So, you properly file your construction lien claim within the time allowed by the New Jersey Construction Lien Law (“CLL”), and then timely send out a copy of the lien by certified and ordinary mail to the address of the condominium building where you performed your work.  All set, right?  Not so fast, according to a New Jersey appellate panel.

In the newly-issued, unpublished decision, Santander Condominium Assoc., Inc. v. AA Construction 1 Corp., Docket No. A-0525-15T3 (N.J. App. Div., October 13, 2017), the Appellate Division upheld a trial court’s decision ordering the discharge of a subcontractor’s construction lien claim upon the application of the condominium association (the “Association”) against whose property the lien was filed, and awarding attorneys’ fees and court costs to the Association.  While the subcontractor apparently followed the letter of the law in filing its construction lien claim, its fatal flaw lay in its defective service of the lien claim.

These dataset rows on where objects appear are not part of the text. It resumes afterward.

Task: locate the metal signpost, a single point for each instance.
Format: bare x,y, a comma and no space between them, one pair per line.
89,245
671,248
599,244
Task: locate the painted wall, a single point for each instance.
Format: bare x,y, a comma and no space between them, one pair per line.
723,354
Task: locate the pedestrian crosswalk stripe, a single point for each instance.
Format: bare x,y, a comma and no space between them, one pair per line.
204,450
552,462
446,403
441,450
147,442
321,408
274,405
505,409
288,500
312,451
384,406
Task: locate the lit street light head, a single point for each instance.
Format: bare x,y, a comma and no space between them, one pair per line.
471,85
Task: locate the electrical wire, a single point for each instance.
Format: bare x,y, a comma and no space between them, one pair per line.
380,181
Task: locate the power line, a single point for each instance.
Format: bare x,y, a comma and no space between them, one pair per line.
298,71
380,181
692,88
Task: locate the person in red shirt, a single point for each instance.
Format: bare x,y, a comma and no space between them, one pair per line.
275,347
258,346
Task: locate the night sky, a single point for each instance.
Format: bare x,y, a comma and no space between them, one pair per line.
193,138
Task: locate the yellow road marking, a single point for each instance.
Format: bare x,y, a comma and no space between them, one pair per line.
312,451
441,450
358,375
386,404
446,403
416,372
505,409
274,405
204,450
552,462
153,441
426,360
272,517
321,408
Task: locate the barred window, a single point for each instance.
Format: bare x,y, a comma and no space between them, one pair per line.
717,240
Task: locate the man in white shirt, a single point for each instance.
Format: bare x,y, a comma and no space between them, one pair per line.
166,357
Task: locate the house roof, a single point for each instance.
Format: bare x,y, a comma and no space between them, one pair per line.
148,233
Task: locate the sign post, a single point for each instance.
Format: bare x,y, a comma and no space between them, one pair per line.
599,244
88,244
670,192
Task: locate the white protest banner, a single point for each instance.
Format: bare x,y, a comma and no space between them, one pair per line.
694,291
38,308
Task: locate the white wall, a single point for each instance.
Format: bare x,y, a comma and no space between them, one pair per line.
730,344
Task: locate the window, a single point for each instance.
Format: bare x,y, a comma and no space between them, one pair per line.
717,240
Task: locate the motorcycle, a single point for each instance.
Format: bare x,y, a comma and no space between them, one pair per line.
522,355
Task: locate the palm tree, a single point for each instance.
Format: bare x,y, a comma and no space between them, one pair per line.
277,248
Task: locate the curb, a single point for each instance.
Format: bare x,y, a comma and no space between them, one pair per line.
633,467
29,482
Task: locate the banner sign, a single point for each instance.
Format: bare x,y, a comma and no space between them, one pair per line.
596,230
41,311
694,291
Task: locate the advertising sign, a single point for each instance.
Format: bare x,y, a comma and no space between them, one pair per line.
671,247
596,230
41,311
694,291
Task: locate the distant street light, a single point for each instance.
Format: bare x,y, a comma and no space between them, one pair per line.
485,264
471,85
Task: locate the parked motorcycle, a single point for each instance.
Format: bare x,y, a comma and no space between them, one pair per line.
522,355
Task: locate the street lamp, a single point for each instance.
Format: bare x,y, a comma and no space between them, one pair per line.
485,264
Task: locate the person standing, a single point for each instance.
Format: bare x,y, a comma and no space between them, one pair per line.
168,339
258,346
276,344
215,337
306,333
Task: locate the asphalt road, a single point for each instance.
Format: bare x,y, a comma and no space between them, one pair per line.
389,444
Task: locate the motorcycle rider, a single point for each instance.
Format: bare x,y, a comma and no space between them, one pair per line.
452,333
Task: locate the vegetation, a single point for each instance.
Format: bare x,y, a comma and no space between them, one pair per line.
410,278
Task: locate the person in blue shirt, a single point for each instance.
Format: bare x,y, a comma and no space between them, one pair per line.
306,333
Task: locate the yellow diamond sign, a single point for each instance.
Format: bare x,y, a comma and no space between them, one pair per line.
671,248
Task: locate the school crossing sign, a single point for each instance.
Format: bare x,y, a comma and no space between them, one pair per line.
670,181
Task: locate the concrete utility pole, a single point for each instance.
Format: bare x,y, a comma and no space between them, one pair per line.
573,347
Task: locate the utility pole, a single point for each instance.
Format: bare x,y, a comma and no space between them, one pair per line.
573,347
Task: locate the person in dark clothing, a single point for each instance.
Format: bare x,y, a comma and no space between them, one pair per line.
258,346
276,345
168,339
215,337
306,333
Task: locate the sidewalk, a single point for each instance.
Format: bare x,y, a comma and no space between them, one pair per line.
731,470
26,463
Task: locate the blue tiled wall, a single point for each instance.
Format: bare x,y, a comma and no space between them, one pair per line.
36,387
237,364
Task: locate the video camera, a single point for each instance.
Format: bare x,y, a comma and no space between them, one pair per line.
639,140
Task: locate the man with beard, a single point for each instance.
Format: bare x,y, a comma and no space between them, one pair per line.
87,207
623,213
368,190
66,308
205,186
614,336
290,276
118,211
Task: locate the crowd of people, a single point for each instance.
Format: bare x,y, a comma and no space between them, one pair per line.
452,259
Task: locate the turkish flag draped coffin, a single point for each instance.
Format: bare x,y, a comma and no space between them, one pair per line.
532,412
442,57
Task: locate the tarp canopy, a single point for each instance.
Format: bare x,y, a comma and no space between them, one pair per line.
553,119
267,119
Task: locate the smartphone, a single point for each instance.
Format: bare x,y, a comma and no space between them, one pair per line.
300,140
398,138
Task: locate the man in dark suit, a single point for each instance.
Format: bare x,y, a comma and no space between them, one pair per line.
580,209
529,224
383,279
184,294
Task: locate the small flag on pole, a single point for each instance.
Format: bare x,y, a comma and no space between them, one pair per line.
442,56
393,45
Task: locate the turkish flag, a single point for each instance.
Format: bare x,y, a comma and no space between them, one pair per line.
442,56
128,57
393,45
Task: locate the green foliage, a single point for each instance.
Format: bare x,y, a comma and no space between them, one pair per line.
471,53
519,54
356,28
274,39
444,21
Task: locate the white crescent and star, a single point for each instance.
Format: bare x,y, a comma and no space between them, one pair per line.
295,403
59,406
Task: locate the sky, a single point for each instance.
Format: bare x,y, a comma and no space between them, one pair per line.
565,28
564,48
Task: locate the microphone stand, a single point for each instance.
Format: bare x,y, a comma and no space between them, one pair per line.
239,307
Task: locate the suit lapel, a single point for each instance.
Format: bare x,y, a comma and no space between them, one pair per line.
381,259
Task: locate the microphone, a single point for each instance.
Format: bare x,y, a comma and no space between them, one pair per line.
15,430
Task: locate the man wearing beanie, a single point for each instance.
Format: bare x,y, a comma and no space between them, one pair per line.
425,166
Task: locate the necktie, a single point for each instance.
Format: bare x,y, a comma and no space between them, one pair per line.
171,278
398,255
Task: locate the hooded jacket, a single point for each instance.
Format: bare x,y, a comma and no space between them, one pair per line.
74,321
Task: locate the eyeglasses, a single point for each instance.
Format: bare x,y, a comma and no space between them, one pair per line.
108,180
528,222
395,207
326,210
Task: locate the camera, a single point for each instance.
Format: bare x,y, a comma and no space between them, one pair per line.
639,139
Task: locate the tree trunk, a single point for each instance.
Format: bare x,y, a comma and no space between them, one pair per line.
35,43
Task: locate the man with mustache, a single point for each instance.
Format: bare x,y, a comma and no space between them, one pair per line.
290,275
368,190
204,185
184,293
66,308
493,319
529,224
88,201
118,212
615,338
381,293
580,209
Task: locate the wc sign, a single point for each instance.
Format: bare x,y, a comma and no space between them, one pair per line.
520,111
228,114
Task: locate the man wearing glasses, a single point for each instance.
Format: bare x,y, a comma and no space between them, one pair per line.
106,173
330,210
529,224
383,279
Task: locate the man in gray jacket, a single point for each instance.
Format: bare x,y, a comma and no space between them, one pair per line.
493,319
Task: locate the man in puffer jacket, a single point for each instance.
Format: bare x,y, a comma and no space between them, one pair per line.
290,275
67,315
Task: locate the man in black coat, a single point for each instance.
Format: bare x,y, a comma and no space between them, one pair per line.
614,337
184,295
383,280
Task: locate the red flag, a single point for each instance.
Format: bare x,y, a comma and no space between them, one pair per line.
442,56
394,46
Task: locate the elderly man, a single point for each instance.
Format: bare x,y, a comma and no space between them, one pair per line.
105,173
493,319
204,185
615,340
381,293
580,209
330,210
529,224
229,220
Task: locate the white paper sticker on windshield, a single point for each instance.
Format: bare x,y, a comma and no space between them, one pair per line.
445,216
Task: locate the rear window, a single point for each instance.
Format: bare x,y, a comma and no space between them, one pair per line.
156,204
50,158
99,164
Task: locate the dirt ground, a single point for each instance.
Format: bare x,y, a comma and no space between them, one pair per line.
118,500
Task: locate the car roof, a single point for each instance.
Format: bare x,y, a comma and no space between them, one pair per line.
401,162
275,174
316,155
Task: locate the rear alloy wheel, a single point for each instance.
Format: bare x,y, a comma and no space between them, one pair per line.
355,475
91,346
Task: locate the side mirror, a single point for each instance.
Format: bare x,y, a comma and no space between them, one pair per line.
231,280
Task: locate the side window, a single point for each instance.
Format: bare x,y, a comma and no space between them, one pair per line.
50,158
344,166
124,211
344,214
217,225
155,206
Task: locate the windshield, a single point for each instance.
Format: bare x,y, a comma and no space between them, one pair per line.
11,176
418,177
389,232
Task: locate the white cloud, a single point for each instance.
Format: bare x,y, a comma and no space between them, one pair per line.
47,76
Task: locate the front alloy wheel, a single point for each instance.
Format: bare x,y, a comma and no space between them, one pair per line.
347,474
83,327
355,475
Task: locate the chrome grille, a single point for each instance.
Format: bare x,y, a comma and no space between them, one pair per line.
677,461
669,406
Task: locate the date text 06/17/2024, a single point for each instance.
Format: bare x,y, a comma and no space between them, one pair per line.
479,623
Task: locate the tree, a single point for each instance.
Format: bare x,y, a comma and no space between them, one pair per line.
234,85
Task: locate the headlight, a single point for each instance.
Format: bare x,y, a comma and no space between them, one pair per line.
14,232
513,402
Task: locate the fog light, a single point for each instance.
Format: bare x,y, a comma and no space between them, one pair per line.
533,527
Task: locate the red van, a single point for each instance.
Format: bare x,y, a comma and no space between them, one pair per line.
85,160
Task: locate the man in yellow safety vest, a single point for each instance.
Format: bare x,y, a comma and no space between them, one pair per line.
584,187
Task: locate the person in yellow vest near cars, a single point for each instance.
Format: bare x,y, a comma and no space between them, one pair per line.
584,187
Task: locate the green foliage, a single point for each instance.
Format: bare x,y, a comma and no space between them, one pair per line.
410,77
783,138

The subcontractor, which had performed façade repair work for the contractor of the Association, filed its construction lien claim after the contractor failed to pay the subcontractor for its work.  The subcontractor then sent the lien for service by certified and ordinary mail to the street address of the condominium property.  The CLL allows for simultaneous certified and ordinary mail service, but it must be made “to the last known business or residence of the owner or community association….”  The physical condominium street address was not the business address of the Association, which, like all corporations, had an easily discoverable registered agent address filed with the State.  Service, therefore, was defective.

While service is supposed to be made within 10 days of the lien filing, it may be made later and still be enforceable as long the owner/association is not materially prejudiced by the late service. Disbursement of funds by the owner/association in the interim, however, is, on its face, deemed material prejudice under the CLL.  In the Santander case, after the lien was filed, the Association paid the contractor in full on its contract, and, because the lien was deemed to never have been properly served, the CLL’s clear and unambiguous language required that the lien be deemed unenforceable, as there was no longer a lien fund against which the subcontractor’s lien could attach.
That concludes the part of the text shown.